Definition and Fundamental Theorem

  • Differentiation is a fundamental operation in calculus that produces a function showing the rate of change of one quantity compared to another.
  • The principal concept behind differentiation is the notion of the limit.
  • The Fundamental Theorem of Calculusstates that differentiation and integration are inverse processes.

Power Rule

  • The Power Rule for differentiation states that if y = x^n, its derivative is given by dy/dx = n*x^(n-1).
  • This is applicable to any real number n (n ≠ -1).
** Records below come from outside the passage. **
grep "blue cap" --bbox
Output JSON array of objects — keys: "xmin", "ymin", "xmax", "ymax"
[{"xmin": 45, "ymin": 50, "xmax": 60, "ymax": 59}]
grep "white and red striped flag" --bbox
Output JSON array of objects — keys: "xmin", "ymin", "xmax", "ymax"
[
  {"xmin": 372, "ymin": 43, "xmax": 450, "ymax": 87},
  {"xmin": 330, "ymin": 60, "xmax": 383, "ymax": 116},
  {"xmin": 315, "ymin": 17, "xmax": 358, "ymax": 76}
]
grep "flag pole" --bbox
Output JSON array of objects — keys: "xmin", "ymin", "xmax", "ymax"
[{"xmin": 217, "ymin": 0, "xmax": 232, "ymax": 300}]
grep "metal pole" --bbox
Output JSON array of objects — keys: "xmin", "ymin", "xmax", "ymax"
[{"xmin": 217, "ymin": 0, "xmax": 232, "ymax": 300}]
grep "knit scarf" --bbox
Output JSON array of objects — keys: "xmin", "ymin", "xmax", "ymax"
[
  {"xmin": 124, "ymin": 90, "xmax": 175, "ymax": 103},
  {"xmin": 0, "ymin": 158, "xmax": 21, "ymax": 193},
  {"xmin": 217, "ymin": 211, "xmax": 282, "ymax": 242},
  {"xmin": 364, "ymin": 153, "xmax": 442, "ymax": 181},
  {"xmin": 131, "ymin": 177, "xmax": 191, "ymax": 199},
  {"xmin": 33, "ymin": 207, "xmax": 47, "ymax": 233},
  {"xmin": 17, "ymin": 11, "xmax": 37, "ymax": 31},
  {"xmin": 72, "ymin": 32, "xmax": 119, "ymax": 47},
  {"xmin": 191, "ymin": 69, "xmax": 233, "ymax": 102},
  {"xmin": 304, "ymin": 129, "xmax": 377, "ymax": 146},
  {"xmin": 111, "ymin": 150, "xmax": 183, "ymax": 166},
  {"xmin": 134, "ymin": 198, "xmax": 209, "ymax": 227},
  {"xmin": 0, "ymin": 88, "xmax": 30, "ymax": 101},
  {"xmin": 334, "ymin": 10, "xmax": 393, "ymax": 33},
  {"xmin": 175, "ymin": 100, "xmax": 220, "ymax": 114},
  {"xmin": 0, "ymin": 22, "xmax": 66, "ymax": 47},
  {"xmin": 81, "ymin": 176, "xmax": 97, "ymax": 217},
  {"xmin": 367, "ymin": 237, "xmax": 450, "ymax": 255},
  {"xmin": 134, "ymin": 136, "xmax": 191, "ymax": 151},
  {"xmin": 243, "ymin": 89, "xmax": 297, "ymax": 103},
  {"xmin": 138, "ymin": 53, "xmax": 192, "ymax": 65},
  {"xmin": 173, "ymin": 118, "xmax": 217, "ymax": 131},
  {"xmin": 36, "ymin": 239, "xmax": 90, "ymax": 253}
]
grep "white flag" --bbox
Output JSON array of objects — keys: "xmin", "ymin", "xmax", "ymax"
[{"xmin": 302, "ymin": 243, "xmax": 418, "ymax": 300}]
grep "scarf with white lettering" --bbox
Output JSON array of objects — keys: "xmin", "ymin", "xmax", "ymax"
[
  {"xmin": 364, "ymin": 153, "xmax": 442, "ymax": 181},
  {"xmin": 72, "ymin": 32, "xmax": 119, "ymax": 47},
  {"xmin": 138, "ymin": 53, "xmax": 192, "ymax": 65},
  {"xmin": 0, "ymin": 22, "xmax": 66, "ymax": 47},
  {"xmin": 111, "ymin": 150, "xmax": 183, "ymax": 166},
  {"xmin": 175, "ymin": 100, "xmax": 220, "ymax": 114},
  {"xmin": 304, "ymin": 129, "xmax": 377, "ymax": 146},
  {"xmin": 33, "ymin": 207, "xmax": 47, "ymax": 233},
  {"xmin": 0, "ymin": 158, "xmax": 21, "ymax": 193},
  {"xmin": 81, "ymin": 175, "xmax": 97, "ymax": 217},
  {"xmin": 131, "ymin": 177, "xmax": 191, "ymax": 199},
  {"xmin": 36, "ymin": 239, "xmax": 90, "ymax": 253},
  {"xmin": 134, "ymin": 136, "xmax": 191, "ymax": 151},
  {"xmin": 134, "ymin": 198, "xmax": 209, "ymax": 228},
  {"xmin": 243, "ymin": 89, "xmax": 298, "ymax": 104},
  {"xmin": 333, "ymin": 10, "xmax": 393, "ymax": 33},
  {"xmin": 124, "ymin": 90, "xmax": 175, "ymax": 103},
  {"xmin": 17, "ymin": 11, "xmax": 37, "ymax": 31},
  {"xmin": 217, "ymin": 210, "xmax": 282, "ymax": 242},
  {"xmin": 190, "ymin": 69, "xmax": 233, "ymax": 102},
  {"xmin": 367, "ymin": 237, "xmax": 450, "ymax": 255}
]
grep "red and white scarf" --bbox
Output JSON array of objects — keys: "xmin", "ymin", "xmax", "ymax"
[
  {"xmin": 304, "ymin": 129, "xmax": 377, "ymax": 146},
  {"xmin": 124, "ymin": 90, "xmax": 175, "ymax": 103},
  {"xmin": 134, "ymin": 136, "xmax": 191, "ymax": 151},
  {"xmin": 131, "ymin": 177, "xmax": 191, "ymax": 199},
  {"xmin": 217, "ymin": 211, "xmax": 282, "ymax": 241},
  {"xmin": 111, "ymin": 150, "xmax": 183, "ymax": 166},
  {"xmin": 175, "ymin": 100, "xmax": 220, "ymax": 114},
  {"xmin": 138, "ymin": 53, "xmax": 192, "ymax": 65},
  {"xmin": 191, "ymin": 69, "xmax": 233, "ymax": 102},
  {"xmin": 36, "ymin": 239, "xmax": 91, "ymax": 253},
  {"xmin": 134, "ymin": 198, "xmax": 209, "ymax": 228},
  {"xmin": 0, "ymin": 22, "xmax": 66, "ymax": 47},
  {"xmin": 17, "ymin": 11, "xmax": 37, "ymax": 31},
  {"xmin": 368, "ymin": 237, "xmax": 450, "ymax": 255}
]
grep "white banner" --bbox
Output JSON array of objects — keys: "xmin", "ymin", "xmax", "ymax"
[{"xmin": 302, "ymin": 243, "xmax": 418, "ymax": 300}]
Constant, Sum and Difference Rule

  • The derivative of a constant is zero.
  • The derivative of the sum or difference between two functions is the sum or difference of their derivatives.

Product and Quotient Rule

  • The Product Rule: the derivative of the product of two functions is the first function times the derivative of the second function plus the second function times the derivative of the first function.
  • The Quotient Rule: the derivative of the quotient of two functions is the bottom function times the derivative of the top function minus the top function times derivative of the bottom function, all over the bottom function squared.

Chain Rule

  • The Chain Rule: When differentiating composite functions, the derivative of the outer function is multiplied by the derivative of the inner function.

Implicit Differentiation

  • Implicit differentiation is used when it is difficult to solve an equation for y explicitly as a function of x.
  • The technique is to differentiate each side of the equation with respect to x, treating y as a function of x, and consequently applying the chain rule when necessary.

Higher Derivatives

  • Second or higher derivatives can be found by differentiating the derivative of a function.
  • The second derivative often represents information about the geometry of the function, for instance, whether the function is concave up or down.

Applications of Derivatives

  • Derivatives have various applications in real-world situations, such as physics, engineering, economics, etc.
  • In many problems involving rates of change or maximization/minimization problems, differentiation is involved.
  • The derivative at a point can be used to find the tangent to the curve at that point and the normal, which is perpendicular to the tangent.